Cuando nos preguntamos el porqué de la atracción y la fascinación común del arte religioso, en cualquiera de sus etapas, la respuesta no es otra que el hecho de ser fruto de una experiencia de Fe, obras de la Fe siguiendo el texto de la carta de Santiago, hecho suyo por el mismo Jaime I en su crónica. En la mayoría de casos sólo desde la Fe se entiende el arte barroco.
La Gloria del Barroco pretende también sacar del olvido la fuerza, contundencia, riqueza, diversidad y plenitud del Barroco valenciano, importancia y valor puestos ya de manifiesto en 1920 por Elías Tormo, a quien tanto se le debe en la salvaguarda de San Juan de la Cruz y de otras obras del patrimonio histórico-artístico valenciano.
Desde este punto de vista hay que destacar otras obras arquitectónicas barrocas situadas en el ámbito del mismo triangulo expositivo, únicas en su estilo: la torre campanario de Santa Catalina, la fachada barroca de la Catedral, la misma iglesia de los Santos Juanes o la impresionante portada del palacio del marqués de Dos Aguas, principal mecenas en la repristinación última de san Andrés.
La Gloria del Barroco no sólo es la Exaltación de la Fe, sino también la Gloria de los hombres: la auténtica gloria de Dios es la vida del hombre.
Quienes penetren en San Esteban o San Martín y contemplen sus respectivos presbiterios verán en ellos el auténtico sentido de la Gloria desde la perspectiva del arte cristiano: la gloria de los santos, la gloria de los apóstoles, de los justos, de los profetas, de los ángeles, la gloria de Dios y la de los hombres.
Quienes se acerquen a San Juan de la Cruz, la gloria de Santa María, ideal de humanidad e ideal de belleza.

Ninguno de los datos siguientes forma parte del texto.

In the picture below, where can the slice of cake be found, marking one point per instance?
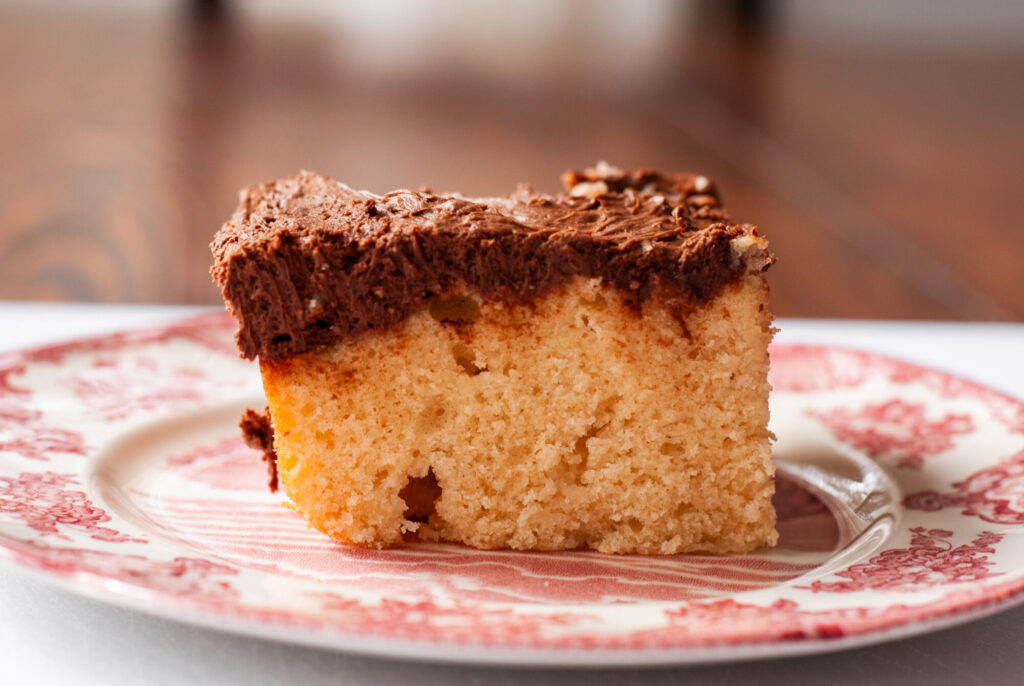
(530, 372)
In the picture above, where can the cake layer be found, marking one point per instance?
(307, 261)
(581, 419)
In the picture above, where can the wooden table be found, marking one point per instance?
(889, 181)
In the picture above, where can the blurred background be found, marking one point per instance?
(879, 144)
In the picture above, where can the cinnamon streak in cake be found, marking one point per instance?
(307, 261)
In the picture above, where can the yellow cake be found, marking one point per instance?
(530, 372)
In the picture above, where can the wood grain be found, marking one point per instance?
(888, 182)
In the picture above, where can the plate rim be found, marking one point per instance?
(139, 598)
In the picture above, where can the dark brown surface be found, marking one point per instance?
(307, 261)
(887, 179)
(257, 432)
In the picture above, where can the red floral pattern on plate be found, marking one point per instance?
(931, 560)
(195, 579)
(24, 432)
(116, 388)
(994, 494)
(895, 429)
(43, 502)
(217, 543)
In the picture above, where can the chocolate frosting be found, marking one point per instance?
(306, 261)
(257, 432)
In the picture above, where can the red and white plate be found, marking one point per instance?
(123, 477)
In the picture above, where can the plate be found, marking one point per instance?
(900, 498)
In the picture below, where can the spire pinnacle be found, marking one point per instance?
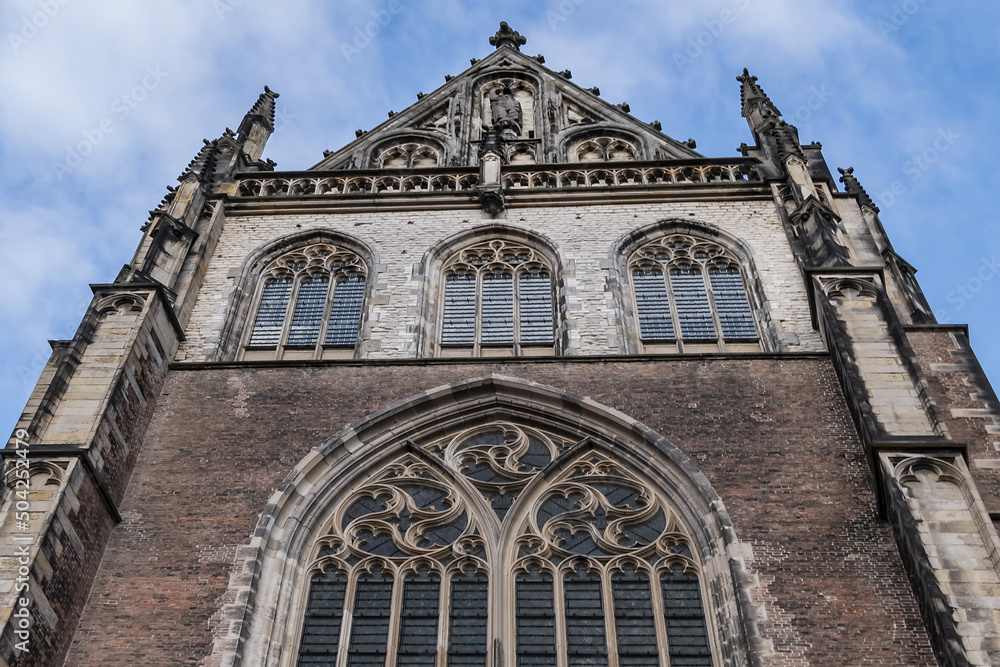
(262, 110)
(765, 120)
(853, 186)
(753, 95)
(507, 37)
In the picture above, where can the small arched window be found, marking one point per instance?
(604, 149)
(593, 567)
(690, 296)
(407, 156)
(498, 301)
(309, 305)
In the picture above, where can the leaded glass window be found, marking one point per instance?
(309, 306)
(690, 295)
(498, 299)
(595, 569)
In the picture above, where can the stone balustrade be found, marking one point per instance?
(513, 178)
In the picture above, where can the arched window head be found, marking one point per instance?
(408, 156)
(482, 540)
(497, 301)
(309, 305)
(604, 149)
(690, 296)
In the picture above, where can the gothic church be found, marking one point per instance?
(513, 379)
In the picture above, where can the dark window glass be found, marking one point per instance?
(459, 326)
(308, 314)
(687, 636)
(345, 313)
(271, 313)
(634, 624)
(372, 610)
(691, 299)
(498, 308)
(536, 620)
(535, 303)
(418, 631)
(652, 305)
(468, 619)
(585, 638)
(735, 316)
(324, 615)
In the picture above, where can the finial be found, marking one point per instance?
(750, 93)
(507, 37)
(853, 186)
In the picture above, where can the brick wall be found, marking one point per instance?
(772, 434)
(968, 404)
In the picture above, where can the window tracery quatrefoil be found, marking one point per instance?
(310, 303)
(690, 294)
(604, 149)
(589, 567)
(497, 299)
(409, 156)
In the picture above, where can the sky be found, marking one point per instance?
(105, 102)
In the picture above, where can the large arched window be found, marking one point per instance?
(690, 296)
(309, 305)
(498, 301)
(505, 546)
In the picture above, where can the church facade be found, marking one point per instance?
(512, 379)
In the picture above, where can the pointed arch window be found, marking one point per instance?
(604, 149)
(690, 296)
(592, 567)
(498, 301)
(310, 305)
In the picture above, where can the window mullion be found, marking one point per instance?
(516, 310)
(659, 620)
(395, 621)
(477, 343)
(672, 300)
(289, 312)
(324, 323)
(444, 614)
(559, 606)
(610, 632)
(347, 625)
(710, 293)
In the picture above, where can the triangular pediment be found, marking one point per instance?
(545, 117)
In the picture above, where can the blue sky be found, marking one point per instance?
(104, 103)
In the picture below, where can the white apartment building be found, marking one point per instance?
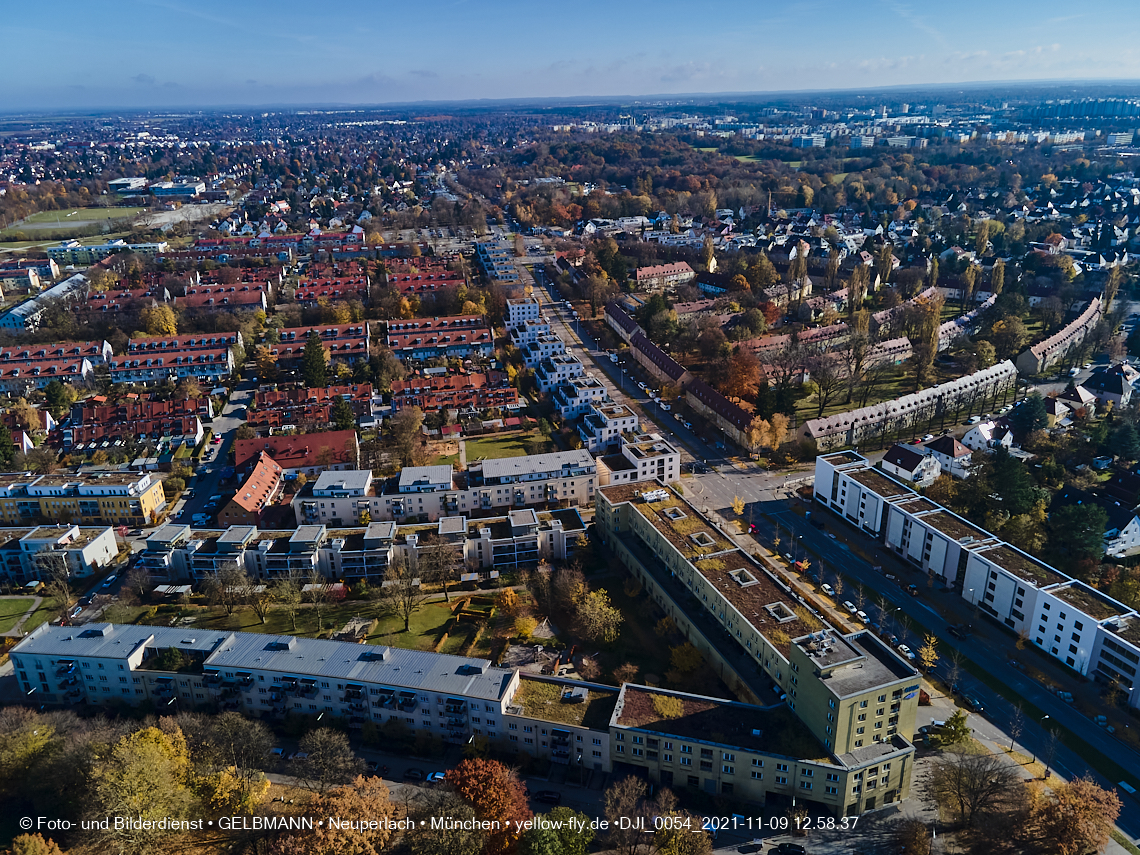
(556, 369)
(448, 697)
(528, 331)
(603, 425)
(428, 493)
(542, 348)
(520, 311)
(87, 551)
(643, 457)
(577, 397)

El papa Juan Pablo II en su exhortación pastoral ‘Ecclesia in Europa’ no sólo señalaba la aportación del cristianismo a la cultura europea, que ha marcado su desarrollo y su difusión universal, sino que presentaba a la Virgen María como principal icono y signo de esa herencia cultural y de los valores auténticos constitutivos de su historia.
En esa misma línea ha insistido Benedicto XVI en sendos mensajes a los responsables de los medios de comunicación y ante 260 representantes del arte del mundo, haciendo un llamamiento a transmitir la auténtica belleza y proponer la belleza del arte cristiano, manifestada en múltiples imágenes de Santa María, como paradigma de la esencia cultural europea y de antiguos y nuevos ideales, a los que la sociedad del tercer milenio no debería renunciar.
Como complemento, en San Esteban, parroquia donde fueron bautizados san Vicente Ferrer y san Luis Bertrán o donde ejercieron su ministerio sacerdotes como el cronista Gaspar Escolano, se muestra una selección documental de su importante archivo parroquial, el único de la ciudad de Valencia que se salvo tras la guerra civil de 1936, así como de su rico patrimonio conservado.
La importancia del grupo escultórico de San Martín y del contexto histórico-artístico de la época nos ha llevado a incluir en esta iglesia, además de una selección de escultura, tejidos y orfebrería medieval y de los siglos XVI-XVIII, una muestra de documentos, manuscritos, incunables y autógrafos del llamado siglo de oro valenciano.
El 3 de junio de 1495 se colocaba en su fachada principal, por encargo y disposición expresa de su comitente, el caballero valenciano Vicent Penyarroja, feligrés de esta parroquia, la importante escultura renacentista del santo obispo de Tours partiendo su capa con el pobre, atribuida al escultor flamenco Pieter van Beckere.
La Gloria del Barroco es también la Gloria del Arte y de cuantos desde la fundación La Luz de las Imágenes de la Generalitat Valenciana han realizado tan admirable esfuerzo por restaurar no sólo estos tres templos patrimonio histórico-religioso de los valencianos, sino más de trescientas obras de su patrimonio mueble.
A todos ellos, al gran equipo de colaboradores y a cuantas instituciones, públicas, religiosas o privadas, nuestra admiración y agradecimiento. A todos los visitantes, nuestra invitación a penetrar y contemplar tan privilegiados escenarios.